Inside and out: entitlement has its limits
by Steve Harrison
I understand why people bristle at the idea of entitlement. As a white male, I have been advantaged. Looking back on my life, I can see where I rode the elevator of privilege to gain a certain success and realize my dreams. My Orange County high school was far from elite, but it was fresh and new, primarily mainstream, white-washed to camouflage many students’ struggles. Perhaps people fear when they recognize their entitlement or privilege, it takes away their effort, their hard work, their struggle.
What saved me from any kind of cockiness was being gay, but there are those down the alphabet of LGBTQ+ who would disagree: gay being the most entitled, the least put upon, the most accepted of the consonant soup. However, it’s hard to feel entitled when you are quite aware of the ways you don’t measure up, and most of us can point to some struggle, some trauma, some issue that keeps us from leading a privileged life even while privileged.
Not long ago I heard La Verne Cox, the beautiful, groundbreaking trans actress, say that entitlement is when you don’t have to think about a certain part of your identity. It just is and always was. She was talking about a beautiful woman she had interviewed and had asked if she felt her beauty had opened doors. The Hollywood personality said she had never really thought of her looks, it being such a part of her. It gave La Verne Cox a new way of seeing both beauty and entitlement.
A few years ago I was working for a friend of mine in her hearing aid office, earning a last quarter to qualify for Social Security. I was the receptionist behind the desk. More than one patient would turn to me, rather than to her, to ask a question regarding their hearing or their aids, even after my friend had done all the work: testing their ears, fitting them with different products to see which suited them the best. She was even wearing her white coat. I was shocked, never quite seeing privilege work for me so blatantly. The audiologist wasn’t as surprised, and not amused, having witnessed this form of sexism throughout her life.
During the past few election cycles, angry white men have become a voting bloc. It’s been startling to see many of them elected for seemingly little more than their privilege and their appeal to the angry mob.
But never underestimate a cornered animal, and there is nothing more ferocious than a group whose privilege is being threatened. Age, with its infirmities, wrinkles, sagging stomachs, and weakened muscles, has a way of eroding confidence and privilege. Many women and gay men can tell you when they started to feel invisible even after a lifetime of superficial beauty.

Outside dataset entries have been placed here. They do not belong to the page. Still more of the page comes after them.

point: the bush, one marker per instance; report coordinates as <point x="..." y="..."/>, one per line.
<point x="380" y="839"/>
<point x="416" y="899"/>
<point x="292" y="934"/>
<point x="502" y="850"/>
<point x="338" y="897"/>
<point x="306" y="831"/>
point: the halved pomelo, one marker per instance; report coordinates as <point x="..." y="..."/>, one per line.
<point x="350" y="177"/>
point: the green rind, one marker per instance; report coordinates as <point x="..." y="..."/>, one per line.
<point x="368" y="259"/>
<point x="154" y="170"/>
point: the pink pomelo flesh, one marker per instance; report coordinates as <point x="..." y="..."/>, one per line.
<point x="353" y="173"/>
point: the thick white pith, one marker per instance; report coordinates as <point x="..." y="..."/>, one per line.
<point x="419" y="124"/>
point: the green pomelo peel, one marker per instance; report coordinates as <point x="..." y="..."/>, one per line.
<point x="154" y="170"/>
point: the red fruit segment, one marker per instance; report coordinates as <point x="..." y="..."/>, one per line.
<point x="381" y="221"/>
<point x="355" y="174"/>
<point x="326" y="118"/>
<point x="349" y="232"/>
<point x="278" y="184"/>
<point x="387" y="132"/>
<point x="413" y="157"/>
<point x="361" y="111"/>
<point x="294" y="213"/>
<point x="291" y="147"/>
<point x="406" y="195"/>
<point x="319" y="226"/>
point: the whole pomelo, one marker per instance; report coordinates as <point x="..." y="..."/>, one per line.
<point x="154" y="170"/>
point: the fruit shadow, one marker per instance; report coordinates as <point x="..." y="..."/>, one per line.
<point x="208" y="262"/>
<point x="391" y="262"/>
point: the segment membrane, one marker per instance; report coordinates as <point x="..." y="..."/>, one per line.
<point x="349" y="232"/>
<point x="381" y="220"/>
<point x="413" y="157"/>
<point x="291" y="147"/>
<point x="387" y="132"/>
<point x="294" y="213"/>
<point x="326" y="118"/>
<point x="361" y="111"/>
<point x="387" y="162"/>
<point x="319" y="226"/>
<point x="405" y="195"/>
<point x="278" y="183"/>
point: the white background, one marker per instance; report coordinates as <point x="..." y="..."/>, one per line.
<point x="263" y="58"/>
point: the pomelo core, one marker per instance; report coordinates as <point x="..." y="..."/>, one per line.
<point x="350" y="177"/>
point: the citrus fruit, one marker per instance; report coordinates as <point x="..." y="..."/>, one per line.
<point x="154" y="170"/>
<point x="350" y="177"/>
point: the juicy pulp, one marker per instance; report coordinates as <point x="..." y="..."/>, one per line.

Only with its erosion and lack of funds or bravery to put things back in place are we truly aware of what we had and what is lost. And even if the funds are there to nip and tuck, there is no denying the privilege of youth is fundamentally time. At a certain point, maybe when that AARP card arrives, there is no avoiding the passage of time, its limits, and the end.
Perhaps women have been much more in tune with time’s passage, their bodies reminding them monthly and then not. For many traditionalists or evolutionists maybe the most important function a body can have is reproduction, and for women more than men that choice, that possibility, ends.
Maybe that is why men get so angry; they haven’t been reminded that their privilege will end, that they will age out. We are forced to think about what we no longer have, and it makes us want to hang on to it all the more.